Jakarta (ANTARA) - Amerika Serikat dan China yang berebut hegemoni, “unjuk gigi” di Laut China Selatan (LCS). Selain kapal-kapalnya rutin berpatroli, mereka juga menempatkan pangkalan dan memupuk kekuatan militer di sekitarnya.

Seperti dikutip AP, China melaporkan, kapal perangnya telah mengusir kapal perusak Armada VII AL AS USS Milius saat memasuki perairan di sekitar Kepulauan Paracel di perairan LCS yang diklaim miliknya (23/3).

Sebaliknya, AS mengaku USS Milius saat itu sedang dalam misi sebatas pemantauan rutin di perairan internasional LCS dan tidak ada pengusiran, seperti diklaim pihak China.

Sebelumnya (18/2), AP juga melaporkan, kapal induk AS USS Nimitz dan kapal-kapal pengawalnya dibayang-bayangi oleh kapal induk China Shandong di LCS, dan sepekan kemudian pesawat pengintai AS P-8 Poseidon dicegat pesawat tempur Shenjang J-7 China.

Selain patroli kapal perang, China membangun pos-pos militer di pulau karang (atol) dan pulau buatan serta mengoperasikan kapal-kapal nelayan, jauh sampai ke wilayah ZEEI di Laut Natuna Utara yang diklaim sebagai wilayah perikanan tradisionalnya.

China mengklaim wilayah di sembilan garis putus-putus (nine dashline) mencakup 90 persen wilayah historis di kawasan LCS seluas dua juta Km2 yang tumpang tindih dengan klaim Brunei, Malaysia, Filipina, Taiwan, dan Vietnam.

Di Kepulauan Spartly, LCS yang juga diklaim Vietnam, China membangun 20 pos militer dan di Kepulauan Paracel tujuh pos serta mengendalikan Beting Scarborough yang berjarak 200 Km dari lepas pantai Filipina.

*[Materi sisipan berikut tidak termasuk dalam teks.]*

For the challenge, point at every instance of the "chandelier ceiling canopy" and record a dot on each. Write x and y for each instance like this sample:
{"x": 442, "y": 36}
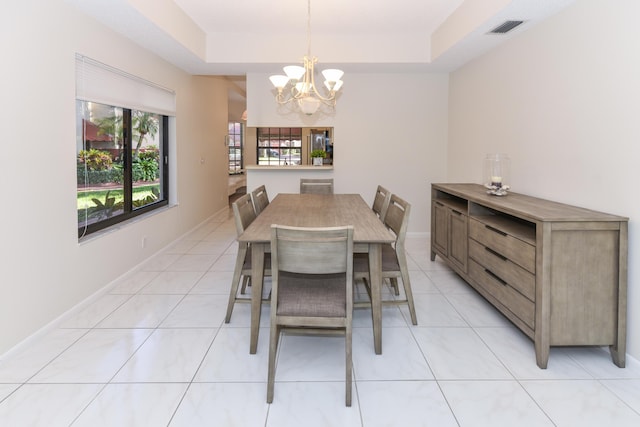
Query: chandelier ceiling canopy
{"x": 298, "y": 84}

Sebagian pos-pos militer tersebut dilengkapi dermaga, landas pacu, dan sistem pertahanan udara. Di Pulau Woody di Kepulauan Paracel digelar sistem rudal pertahanan udara HQ-9 berjangkauan 200 Km.

Filipina yang mencemaskan sepak terjang China di LCS, sesuai Perjanjian Kerjasama Pertahanan yang Ditingkatkan (EDCA) dengan AS, memberikan akses ke sembilan pangkalan militernya.

Melalui kesepakatan yang dicapai saat lawatan Menhan AS Lloyd Austin ke Manila (2/3), menurut AFP, Filipina akan memberikan akses baru di empat pangkalan di negeri itu, salah satunya menghadap LCS, menambah akses di lima pangkalan lainnya.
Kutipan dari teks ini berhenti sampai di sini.